On-Call Rotation

Meltano maintains an on-call rotation schedule that involves every engineer on our team.

Each engineer participates in an on-call rotation that lasts two weeks — one week as the secondary on-call engineer, and the following week as the primary on-call engineer.

The rotation period runs from Monday to Sunday, starting/ending at noon Eastern time. Noon Eastern time is used because every Meltano engineer has regular working hours that overlap with that time, which can simplify any handoffs should an incident persist beyond the end of one’s primary on-call period.

We use OpsGenie to manage the on-call schedule, and alert on-call engineers. More details about our use of OpsGenie are provided below.

During their assigned week, the engineers are responsible for handling any high-severity incidents that arise outside of normal working hours.

Rotation Schedule

  1. Primary on-call engineer: The primary on-call engineer is responsible for responding to incidents first. They are expected to be ready to troubleshoot and solve problems as they come up.

  2. Secondary on-call engineer: The secondary on-call engineer acts as a backup to the primary. If the primary on-call engineer is not available or requires additional assistance, the secondary on-call engineer will be contacted.

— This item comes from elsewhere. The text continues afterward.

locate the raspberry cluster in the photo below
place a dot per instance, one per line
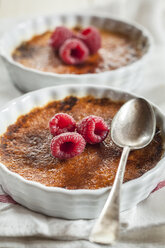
(75, 48)
(68, 143)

Newly hired engineers are added at the end of the on-call rotation queue to allow them sufficient time to understand our systems and processes before their turn. Their manager may elect to skip over their turn in the on-call rotation as-needed until they are sufficiently prepared/experienced to handle being on-call.

After serving a week as the primary on-call engineer, that engineer will be placed at the end of the on-call rotation queue.

Engineers may, with their manager’s approval, trade places in the on-call rotation queue, or otherwise cover for one another. It is advised that this not be done often, and only be used for exceptional circumstances. Every engineer is expected to participate in the on-call rotation.

Schedule Management and Alerting

We use OpsGenie to manage our on-call schedule and issue alerts to the on-call engineers. Alerts are issued automatically when our StatusPage detects an outage for any of the sites/APIs it monitors. Alerts may also be issued manually.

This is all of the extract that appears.